Sim. Mas com todo o respeito que se possa ter pela figura de Eduardo Campos, a comparação parece muito exagerada. O candidato do PSB não era o favorito nas pesquisas, e sua representatividade política, pelo menos em São Paulo, ainda era coisa a ser construída.
A possibilidade de que Campos viesse a empolgar a classe média e os empresários paulistas se baseava no fato de que, pela primeira vez, a oposição tucana tinha um candidato nascido “fora do ninho”.
Esgotados os cartuchos de Serra, de Alckmin e de Fernando Henrique, o mineiro Aécio Neves deixou o eleitorado antipetista de São Paulo órfão de um candidato “natural”.
Por isso, Eduardo Campos apostava (ou “era apostado”) numa proximidade com o poder econômico paulista que poucos políticos fora do Sudeste puderam alcançar. Havia muito a ser trabalhado, contudo, para que esse projeto se consolidasse até outubro.
O maior assemelhado de Campos, dessa ótica, não seria nenhuma dessas grandes lideranças desaparecidas tragicamente, mas outro ex-governador nordestino de olhos azuis: o tucano cearense Tasso Jereissati. Que se contenta, atualmente, em ser candidato a senador por seu Estado, numa coligação monstro que tem Eunício de Oliveira (PMDB) disputando o governo.
As comparações iniciais com Tancredo e Getúlio, motivadas sem dúvida pela emoção do choque e pela simpatia que Campos despertava, vão assim se atenuando. Os casos que surgiram imediatamente à memória se revelam menos pertinentes. Para dimensionar o caso de Eduardo Campos, temos de buscar nos arquivos –o que não deixa de ser triste— tragédias políticas um bocado obscuras.
Foi lembrado, assim, o acidente de helicóptero com Clériston Andrade, candidato ao governo da Bahia em 1982, ou o desastre aéreo que matou Salgado Filho, postulante gaúcho nas eleições estaduais de 1950.
Mas aí já estamos escavando muito fundo nas camadas arqueológicas da história regional.
Podemos ir mais longe, contudo. E aí as coisas ficam especialmente cruéis para todos os envolvidos na comparação.
É estranho que um nome de outro político muito promissor, que também morreu de repente, não seja lembrado de imediato quando se analisa o destino de Eduardo Campos. Estou pensando em Luiz Eduardo Magalhães, do DEM, vitimado por um enfarte aos 43 anos.

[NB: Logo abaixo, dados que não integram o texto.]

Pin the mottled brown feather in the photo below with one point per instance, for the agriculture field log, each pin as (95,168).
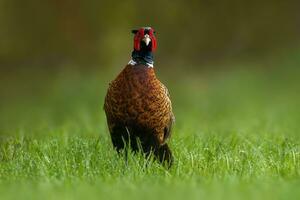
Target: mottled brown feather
(138,104)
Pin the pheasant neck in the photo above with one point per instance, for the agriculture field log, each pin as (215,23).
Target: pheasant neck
(142,57)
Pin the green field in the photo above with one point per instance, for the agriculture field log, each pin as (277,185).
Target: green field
(236,136)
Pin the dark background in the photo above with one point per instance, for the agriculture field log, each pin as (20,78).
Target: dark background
(96,34)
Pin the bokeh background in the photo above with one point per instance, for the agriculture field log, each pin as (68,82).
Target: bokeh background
(58,56)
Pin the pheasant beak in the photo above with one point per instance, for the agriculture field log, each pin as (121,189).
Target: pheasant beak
(146,39)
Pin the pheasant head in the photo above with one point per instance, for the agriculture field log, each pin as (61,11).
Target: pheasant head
(144,39)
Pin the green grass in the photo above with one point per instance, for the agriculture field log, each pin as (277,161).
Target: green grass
(236,136)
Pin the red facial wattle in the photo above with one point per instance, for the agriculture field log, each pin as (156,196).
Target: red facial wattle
(140,35)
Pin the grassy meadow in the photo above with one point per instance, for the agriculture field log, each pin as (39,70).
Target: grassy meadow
(236,135)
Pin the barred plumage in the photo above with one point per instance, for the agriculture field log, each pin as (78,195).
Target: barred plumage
(138,109)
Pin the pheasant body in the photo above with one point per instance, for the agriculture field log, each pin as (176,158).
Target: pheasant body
(139,112)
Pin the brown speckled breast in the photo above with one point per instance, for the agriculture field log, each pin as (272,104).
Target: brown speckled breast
(137,98)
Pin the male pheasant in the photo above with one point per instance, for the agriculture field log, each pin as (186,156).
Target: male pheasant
(138,106)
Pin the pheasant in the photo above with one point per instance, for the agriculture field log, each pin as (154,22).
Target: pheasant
(138,106)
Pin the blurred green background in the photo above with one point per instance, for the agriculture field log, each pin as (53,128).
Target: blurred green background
(96,33)
(232,69)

Não era candidato à presidência da República –aspirava ainda ao governo baiano. Mas tinha sido presidente da Câmara dos Deputados e surgia como um nome mágico, capaz de garantir uma alternância entre PSDB e DEM no Palácio do Planalto. Quando morreu, em 1998, muitos comentários aludiam a seu papel insubstituível como articulador no governo Fernando Henrique.
Tornou-se, como Salgado Filho em Porto Alegre, nome de um aeroporto (que Deus nos livre desse destino)—e de um município na Bahia.

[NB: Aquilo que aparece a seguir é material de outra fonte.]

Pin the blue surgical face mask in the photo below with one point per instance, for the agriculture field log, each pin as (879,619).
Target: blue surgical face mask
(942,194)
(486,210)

Indo mais para o passado, o PTB de João Goulart depositava muitas esperanças no nome de um jovem político fluminense, Roberto Silveira. Dizia-se que era um grande talento. Morreu num acidente de helicóptero em 1961, deixando seu legado político a familiares de expressão local.
Outro acidente de helicóptero matou Ulysses Guimarães e Severo Gomes em 1992. Ambos já tinham cumprido missões históricas na redemocratização do país.
Não foram lembrados agora –e nem nome de município, pelo que eu sei, terminaram virando. A política, por mais cruel que seja dizer isso agora, é sobretudo a arte da sobrevivência.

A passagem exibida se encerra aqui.